Он предложил ей руку, и она без сомнения приняла ее, ледяные пальцы его прочертили дорожки инея на ее коже, приобняв за талию, он закружил ее в лихом вальсе между оледеневшими изваяниями тех, кто некогда был дорог ее сердцу, а метель захлебываясь собственным воем аккомпанировала им в такт со звоном каблуков.
Движения и па становились все неистовее, и вот, пара сама превратилась в бурю неукротимую, неудержимую, безумствующую. Шлейф ее платья взметнулся к коленям и хлестко ударил по ближайшей из оледеневших фигур, накренившись, та упала и разлетелась на тысячи осколков со звоном, тут же подхваченным бушующим ветром и выброшенным в незащищенные витражами окна.

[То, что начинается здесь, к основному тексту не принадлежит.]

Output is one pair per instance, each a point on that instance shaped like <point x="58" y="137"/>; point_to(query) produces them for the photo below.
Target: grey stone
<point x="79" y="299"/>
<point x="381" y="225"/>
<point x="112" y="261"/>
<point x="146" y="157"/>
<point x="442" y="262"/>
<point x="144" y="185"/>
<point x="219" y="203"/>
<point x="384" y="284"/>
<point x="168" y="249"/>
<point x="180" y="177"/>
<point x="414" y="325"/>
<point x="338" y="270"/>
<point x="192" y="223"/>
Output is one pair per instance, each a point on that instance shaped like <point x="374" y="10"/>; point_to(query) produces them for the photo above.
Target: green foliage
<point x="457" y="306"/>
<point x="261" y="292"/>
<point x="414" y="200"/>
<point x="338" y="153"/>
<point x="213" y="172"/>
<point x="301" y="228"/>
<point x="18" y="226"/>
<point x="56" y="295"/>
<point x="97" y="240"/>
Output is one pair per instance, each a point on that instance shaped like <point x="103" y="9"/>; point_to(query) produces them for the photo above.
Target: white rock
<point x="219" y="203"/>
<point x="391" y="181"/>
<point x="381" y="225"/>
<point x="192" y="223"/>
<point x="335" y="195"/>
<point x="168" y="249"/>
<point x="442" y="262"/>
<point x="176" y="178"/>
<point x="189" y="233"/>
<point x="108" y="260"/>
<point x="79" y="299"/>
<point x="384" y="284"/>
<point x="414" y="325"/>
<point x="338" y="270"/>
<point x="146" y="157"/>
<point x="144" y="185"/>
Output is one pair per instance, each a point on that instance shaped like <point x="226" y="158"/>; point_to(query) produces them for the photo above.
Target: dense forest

Они танцевали, страстно, жестоко, на последнем дыхании, на нити нервического напряжения, а к их ногам один за другим мелким крошевом стелились те, что были когда-то живыми людьми, и ей было хорошо и спокойно, а потом стало радостно и весело, и она засмеялась диким, судорожным смехом, рвущимся из самой груди, и смеялась до тех пор, пока не заглянула в глаза своего партнера по танцам и не увидела, что они не сапфирово-синие, а изумрудно-зеленые. Сбившись с такта, она споткнулась, подскользнулась на кроваво-красной ледовой крошке и упала, ободрав кисти и локти.